6. Defense Strategies and Limitations
Multiple defenses have been evaluated against CAGE attacks in each context:
- LVLMs: Randomization (stochastic selection pool), robustness-aware scoring, and attention-mass detectors marginally improve robustness but cannot eliminate the fundamental ranking-prune vulnerability; detection AUC is near random on adversarial inputs (Zhang et al., 17 Jan 2026, Zhang et al., 29 Jan 2026).
- Backdoor Triggers: STRIP, fine-pruning, neural cleanse, and Grad-CAM all fail to reliably detect CAGE, as the backdoor (compression) artifacts are both globally distributed and visually indistinguishable from benign compression noise (Yang et al., 2023).
- Model Exfiltration: Covariance penalties and weight-space symmetries offer moderate compression increases; watermarks are more robust post-hoc, but no current defense eliminates the leakage pathway given a determined, compression-aligned adversary (Brown et al., 3 Jan 2026).
Empirically and theoretically, the efficiency-robustness-security trade-off pervades these settings: integrating adversarial hardness at the compressor design stage or within adversarial training is necessary for future defense (Zhang et al., 29 Jan 2026).

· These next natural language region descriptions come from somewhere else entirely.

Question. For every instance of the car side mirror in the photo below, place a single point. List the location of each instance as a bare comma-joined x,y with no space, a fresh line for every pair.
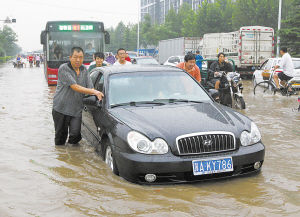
92,101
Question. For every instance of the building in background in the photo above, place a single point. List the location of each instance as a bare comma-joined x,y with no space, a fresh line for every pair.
158,9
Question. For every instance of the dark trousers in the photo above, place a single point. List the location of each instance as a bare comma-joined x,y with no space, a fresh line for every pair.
65,124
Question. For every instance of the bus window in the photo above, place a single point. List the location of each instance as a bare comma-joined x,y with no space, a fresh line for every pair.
60,44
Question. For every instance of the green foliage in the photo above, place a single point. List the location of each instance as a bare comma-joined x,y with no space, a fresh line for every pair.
290,32
221,16
8,39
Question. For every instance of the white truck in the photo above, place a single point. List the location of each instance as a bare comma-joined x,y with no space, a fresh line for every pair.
177,47
249,47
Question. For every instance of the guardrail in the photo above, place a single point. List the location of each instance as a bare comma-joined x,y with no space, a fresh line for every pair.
5,59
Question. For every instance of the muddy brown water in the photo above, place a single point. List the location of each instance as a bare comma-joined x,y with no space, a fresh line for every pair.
38,179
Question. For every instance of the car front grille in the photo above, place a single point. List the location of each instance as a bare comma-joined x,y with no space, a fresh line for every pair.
203,143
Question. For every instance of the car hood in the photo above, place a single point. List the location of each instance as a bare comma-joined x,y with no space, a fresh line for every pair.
170,121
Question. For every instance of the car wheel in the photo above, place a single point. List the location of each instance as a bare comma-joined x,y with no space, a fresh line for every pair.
110,160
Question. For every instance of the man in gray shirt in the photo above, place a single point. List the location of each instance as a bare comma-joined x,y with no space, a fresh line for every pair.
73,82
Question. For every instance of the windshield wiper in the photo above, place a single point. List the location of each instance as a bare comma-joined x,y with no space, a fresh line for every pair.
178,100
137,103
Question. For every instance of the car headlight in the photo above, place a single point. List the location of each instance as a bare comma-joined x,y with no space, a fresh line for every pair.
250,138
142,144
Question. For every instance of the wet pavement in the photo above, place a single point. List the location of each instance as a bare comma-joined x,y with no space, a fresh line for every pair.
38,179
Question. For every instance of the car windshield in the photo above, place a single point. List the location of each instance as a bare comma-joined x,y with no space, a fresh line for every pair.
61,43
153,86
146,61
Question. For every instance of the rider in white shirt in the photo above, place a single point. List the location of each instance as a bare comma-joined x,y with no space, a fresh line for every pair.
287,68
121,53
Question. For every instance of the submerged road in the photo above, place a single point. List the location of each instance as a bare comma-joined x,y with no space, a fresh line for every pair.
39,179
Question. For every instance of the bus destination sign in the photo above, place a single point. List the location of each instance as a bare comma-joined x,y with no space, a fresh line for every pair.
75,27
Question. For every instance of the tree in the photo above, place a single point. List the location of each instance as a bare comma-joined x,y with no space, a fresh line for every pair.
8,39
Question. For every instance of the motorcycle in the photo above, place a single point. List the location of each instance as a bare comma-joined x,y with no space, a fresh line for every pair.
18,64
230,90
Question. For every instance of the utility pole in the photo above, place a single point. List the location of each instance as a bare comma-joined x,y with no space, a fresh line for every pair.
138,33
8,21
279,25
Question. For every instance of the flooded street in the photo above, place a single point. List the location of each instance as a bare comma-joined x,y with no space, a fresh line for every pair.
39,179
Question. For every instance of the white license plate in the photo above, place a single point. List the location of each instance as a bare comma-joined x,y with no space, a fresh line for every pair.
210,166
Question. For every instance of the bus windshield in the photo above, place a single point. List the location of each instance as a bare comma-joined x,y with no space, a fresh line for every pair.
61,43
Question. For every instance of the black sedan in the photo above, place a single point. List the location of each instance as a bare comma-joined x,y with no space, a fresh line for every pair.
156,125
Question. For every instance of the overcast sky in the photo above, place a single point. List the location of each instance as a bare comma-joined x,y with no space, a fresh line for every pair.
32,15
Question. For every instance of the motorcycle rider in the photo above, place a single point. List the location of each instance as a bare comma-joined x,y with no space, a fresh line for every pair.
37,61
220,65
217,80
30,59
18,60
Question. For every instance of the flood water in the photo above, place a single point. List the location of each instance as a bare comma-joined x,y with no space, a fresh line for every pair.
39,179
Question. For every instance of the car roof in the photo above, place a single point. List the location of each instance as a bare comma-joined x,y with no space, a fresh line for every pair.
143,57
138,68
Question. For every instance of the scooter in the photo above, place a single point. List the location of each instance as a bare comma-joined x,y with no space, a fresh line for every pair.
230,90
18,64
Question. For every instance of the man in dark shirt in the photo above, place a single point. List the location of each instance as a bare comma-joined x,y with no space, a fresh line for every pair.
216,67
73,82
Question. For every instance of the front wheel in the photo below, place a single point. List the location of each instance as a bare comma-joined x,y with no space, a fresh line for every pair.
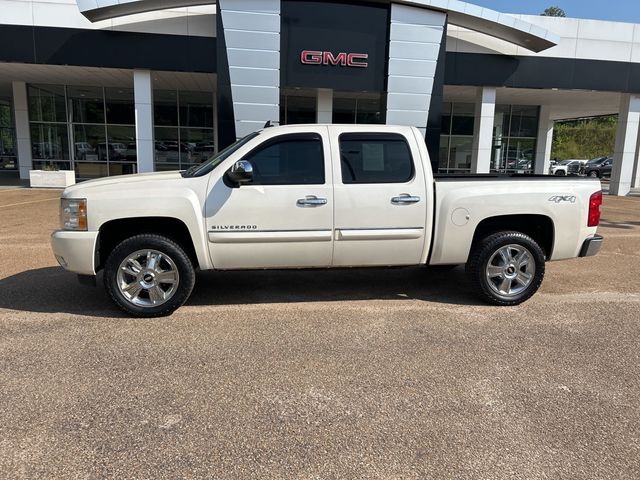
506,268
149,276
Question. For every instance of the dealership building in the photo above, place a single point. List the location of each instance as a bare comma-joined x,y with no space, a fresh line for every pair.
109,87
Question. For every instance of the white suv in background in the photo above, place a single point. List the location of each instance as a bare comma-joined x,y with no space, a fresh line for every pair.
567,167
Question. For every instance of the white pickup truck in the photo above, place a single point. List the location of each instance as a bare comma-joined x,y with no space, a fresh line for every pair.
321,196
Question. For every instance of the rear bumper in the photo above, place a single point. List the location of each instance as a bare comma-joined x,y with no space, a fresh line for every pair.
75,251
591,246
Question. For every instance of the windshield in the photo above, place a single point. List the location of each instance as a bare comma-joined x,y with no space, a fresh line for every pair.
212,162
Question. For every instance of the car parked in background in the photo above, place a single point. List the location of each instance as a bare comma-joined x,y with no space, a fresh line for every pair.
598,167
567,167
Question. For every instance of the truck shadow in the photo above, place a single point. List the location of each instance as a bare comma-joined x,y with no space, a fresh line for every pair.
52,290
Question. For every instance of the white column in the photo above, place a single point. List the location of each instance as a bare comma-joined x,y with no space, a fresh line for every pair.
324,105
145,143
483,130
626,143
414,47
545,141
23,134
636,177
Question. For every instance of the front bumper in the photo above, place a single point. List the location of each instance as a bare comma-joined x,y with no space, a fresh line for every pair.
75,251
591,246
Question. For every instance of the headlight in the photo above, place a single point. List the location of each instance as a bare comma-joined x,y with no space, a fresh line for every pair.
73,213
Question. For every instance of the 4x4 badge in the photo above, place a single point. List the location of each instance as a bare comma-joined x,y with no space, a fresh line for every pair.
563,198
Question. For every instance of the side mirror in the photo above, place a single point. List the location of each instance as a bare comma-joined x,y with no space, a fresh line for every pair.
241,172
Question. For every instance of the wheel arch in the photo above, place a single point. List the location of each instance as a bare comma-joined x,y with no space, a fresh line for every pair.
113,232
539,227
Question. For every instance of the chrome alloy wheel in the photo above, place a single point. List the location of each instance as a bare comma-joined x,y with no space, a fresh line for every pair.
510,270
148,278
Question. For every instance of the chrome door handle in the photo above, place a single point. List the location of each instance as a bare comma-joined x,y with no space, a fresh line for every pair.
404,199
311,201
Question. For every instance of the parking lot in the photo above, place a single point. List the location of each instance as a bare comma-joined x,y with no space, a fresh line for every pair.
395,373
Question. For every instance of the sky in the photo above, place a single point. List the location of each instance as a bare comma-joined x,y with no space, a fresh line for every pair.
617,10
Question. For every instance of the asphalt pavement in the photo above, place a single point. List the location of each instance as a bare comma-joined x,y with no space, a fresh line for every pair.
381,374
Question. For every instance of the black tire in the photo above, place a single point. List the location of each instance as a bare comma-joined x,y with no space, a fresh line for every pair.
485,251
171,252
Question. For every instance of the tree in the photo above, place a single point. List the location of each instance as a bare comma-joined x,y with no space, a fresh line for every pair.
554,12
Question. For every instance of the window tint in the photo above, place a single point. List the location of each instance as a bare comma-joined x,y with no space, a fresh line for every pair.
375,158
295,159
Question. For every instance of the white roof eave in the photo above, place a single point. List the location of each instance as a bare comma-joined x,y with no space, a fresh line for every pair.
484,20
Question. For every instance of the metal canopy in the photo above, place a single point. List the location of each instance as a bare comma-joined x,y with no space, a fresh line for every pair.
463,14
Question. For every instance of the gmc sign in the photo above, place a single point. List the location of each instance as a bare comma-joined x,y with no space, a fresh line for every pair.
315,57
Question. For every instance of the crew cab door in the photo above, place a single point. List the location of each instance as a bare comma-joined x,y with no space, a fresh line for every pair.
380,197
284,216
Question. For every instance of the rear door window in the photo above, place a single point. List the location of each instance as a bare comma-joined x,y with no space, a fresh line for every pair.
375,158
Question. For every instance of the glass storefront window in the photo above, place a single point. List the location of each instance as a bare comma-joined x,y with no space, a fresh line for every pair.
49,141
8,158
47,103
297,106
184,132
196,109
514,138
87,104
462,119
358,107
199,144
165,107
93,133
122,143
120,106
167,148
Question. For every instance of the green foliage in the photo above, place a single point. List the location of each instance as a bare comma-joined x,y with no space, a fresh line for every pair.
584,139
554,12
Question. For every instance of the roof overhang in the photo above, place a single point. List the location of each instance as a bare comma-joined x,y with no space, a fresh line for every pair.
484,20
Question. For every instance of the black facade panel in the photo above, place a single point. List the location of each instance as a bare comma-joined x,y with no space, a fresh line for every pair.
557,73
16,44
491,70
226,119
105,48
336,28
615,76
434,122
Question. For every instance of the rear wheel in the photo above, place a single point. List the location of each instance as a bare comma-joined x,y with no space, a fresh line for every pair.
149,276
506,268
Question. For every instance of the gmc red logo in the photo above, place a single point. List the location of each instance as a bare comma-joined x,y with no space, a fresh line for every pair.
314,57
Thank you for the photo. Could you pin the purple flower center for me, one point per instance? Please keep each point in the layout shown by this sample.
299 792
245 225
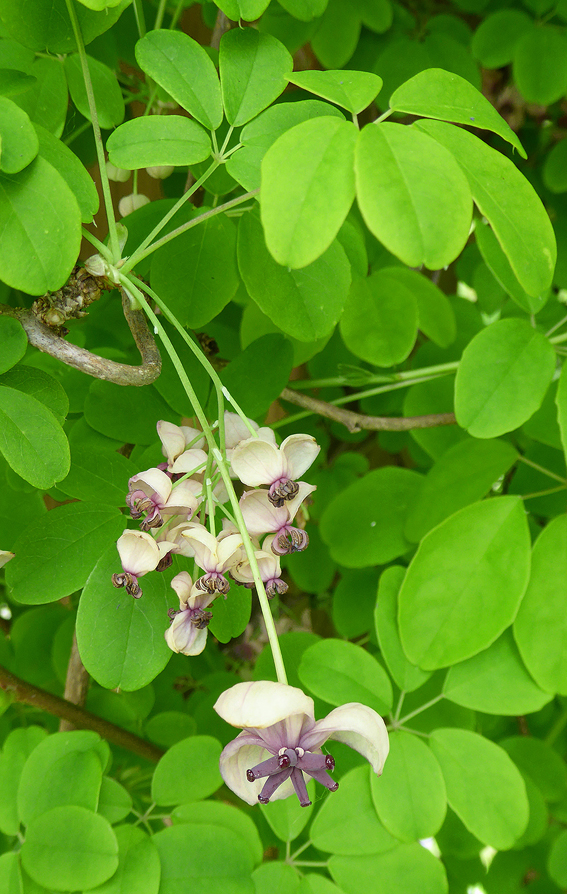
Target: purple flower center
293 763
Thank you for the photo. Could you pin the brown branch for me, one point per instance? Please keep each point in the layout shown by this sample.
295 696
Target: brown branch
45 339
76 683
78 717
358 421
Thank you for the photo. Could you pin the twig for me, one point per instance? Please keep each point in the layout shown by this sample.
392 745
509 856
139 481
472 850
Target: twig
42 337
76 683
358 421
78 717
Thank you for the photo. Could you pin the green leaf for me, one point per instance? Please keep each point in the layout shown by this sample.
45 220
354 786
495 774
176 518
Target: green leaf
463 475
72 170
347 822
98 475
484 787
353 90
253 70
307 189
421 872
198 760
57 553
41 223
70 848
410 796
306 303
500 268
540 64
413 198
406 675
158 140
225 815
44 25
379 323
464 585
257 136
18 138
254 385
13 343
340 672
196 273
502 378
540 628
183 68
64 769
364 524
436 93
495 681
138 864
32 441
113 629
203 858
508 201
106 90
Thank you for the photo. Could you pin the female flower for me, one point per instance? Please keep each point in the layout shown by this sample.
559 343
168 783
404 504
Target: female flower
281 740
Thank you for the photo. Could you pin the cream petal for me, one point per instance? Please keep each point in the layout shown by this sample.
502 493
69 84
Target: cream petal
300 452
359 727
261 704
257 462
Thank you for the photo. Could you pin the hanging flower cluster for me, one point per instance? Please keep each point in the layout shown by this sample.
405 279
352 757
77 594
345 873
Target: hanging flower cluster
281 741
174 500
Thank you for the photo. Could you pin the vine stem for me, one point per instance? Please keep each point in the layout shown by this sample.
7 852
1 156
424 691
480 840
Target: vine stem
112 231
223 469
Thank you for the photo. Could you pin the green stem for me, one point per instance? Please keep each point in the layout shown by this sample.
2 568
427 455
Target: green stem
141 252
147 247
112 233
422 708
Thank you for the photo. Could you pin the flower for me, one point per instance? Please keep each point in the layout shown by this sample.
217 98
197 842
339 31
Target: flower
139 553
257 461
188 630
281 740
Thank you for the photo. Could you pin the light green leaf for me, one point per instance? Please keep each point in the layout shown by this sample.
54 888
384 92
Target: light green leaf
484 787
540 628
410 796
41 225
364 524
340 672
347 822
353 90
57 553
464 474
182 67
113 629
31 439
70 848
464 585
106 89
414 199
199 758
158 140
406 675
307 189
306 303
18 138
253 70
502 378
495 681
379 322
508 201
436 93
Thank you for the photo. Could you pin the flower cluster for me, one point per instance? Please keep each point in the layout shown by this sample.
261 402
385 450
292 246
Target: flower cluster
173 501
281 741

7. Broader Implications and Research Directions
The emergence of CAGE attacks establishes a critical paradigm for evaluating robustness and privacy in ML pipelines involving any form of lossy transformation—whether for efficiency (token pruning, quantization) or for data storage/communication (compression codecs, archival). The unifying principle is that adversaries can adapt attack strategies (perturbations, poisoning triggers, or bit encodings) to the deployed compression, amplifying their effectiveness and stealth.
This suggests that any security or robustness benchmark which fails to include compression-aligned adversaries may substantially overestimate a system’s safety. Future research must explore mechanism co-design—building compressors, model architectures, and training procedures with provable resistance to CAGE-style attacks, and develop robust detection or attribution when alignment is feasible (Zhang et al., 29 Jan 2026, Zhang et al., 17 Jan 2026, Xue et al., 2022, Yang et al., 2023, Brown et al., 3 Jan 2026).